You are viewing a plain text version of this content. The canonical link for it is here.

Posted to dev@calcite.apache.org by Tyler Akidau <ta...@google.com.INVALID> on 2016/10/17 20:00:38 UTC

Re: Streams, joins, and temporal tables

Hi Julian,

Thanks a lot for writing this up. And sorry for taking so long to respond
on this; attending Strata and then catching up after Strata ended up being
more time consuming than I'd hoped. :-P

Overall, I love the temporal table idea. I think it's a very clean way of
capturing and accessing the evolution of a table over time. I also like how
the example used concisely motivates the challenges involved.
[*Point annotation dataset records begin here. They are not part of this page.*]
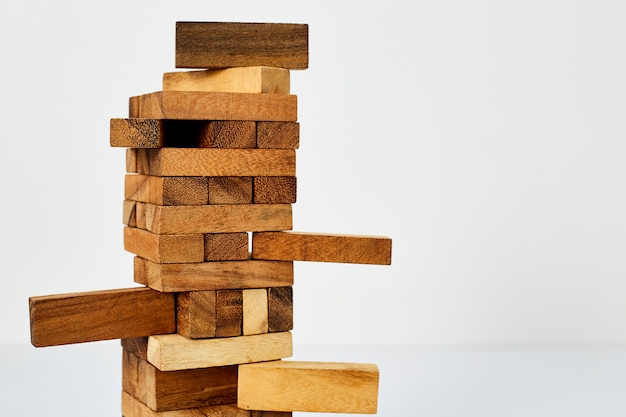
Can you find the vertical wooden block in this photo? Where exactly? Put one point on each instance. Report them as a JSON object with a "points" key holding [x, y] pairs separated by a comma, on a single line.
{"points": [[255, 311], [226, 246], [228, 313], [280, 309], [274, 190], [196, 314], [278, 135]]}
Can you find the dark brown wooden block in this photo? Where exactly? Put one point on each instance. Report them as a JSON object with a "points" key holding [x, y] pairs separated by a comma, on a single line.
{"points": [[100, 315], [280, 309], [274, 190], [278, 135], [230, 44]]}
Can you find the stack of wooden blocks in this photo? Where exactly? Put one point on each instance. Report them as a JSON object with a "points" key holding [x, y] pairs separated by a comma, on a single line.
{"points": [[208, 195]]}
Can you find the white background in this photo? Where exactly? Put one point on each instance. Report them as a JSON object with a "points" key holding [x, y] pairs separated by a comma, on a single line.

I actually don't have any major comments for you at this time. I think the
idea is solid at a high level (and I'm generally not qualified to comment
on the nitty gritty SQL details :-).

My only real complaint is that, as you allude to in the Further Work
section, it doesn't address the details of handling out-of-order data. But
after thinking about it a bit, I believe it meshes nicely with the
semantics of the EMIT statement, at least as I was envisioning them (still
not 100% sure we're in agreement there yet, but maybe). I was not expecting
the two to interact so cleanly when I first started reading your doc, so I
find that encouraging.

I'm going to try to write up my thoughts on this over the next week or two
with some diagrams to show what I mean. I'll post the doc on this thread
once it's done.

-Tyler

On Wed, Sep 21, 2016 at 6:57 PM Julian Hyde <jh...@apache.org> wrote:

> At FlinkForward the SQL BoF (birds-of-a-feather) group discussed several
> issues relating to streaming SQL, but the discussion of stream-to-table
> joins was particularly interesting. It raises issues of time semantics if
> the table is changing over time, especially if we wish to be able to
> re-play the stream later, join to the table, and get the same results.
>
> I have been thinking about the problem for the past few days, and have
> written up my thoughts in a document [1]. The link is read-only, but I
> welcome comments, so contact me back-channel if you would like write access.
>
> It is a rather lengthy read, I am afraid, partly because I include a lot
> of examples. But I believe that the new concept that I have introduced, the
> temporal table function (which I often abbreviate temporal table) has huge
> expressive power, and can be a foundation for the semantics of streaming
> query systems that need to interact with “historic” data.
>
> Please give it a read, and comment either in this email thread or in the
> document. Also, please feel free to forward it to others outside the
> Calcite community who are working on streaming query semantics, and invite
> them to participate also.
>
> Julian
>
>
> https://docs.google.com/document/d/1RvnLEEQK92axdAaZ9XIU5szpkbGqFMBtzYiIY4dHe0Q/edit?usp=sharing

Re: Streams, joins, and temporal tables

Posted by Fabian Hueske <fh...@gmail.com>.

Hi everybody,

I second Tyler: thanks for this write-up, Julian, and sorry for not
responding earlier to this thread.
After Flink Forward, a few folks and I started to draft a proposal for
Flink's StreamSQL semantics.
I wanted to finalize our proposal (just shared it on the Flink dev list)
before replying here to see how our approaches align with each other.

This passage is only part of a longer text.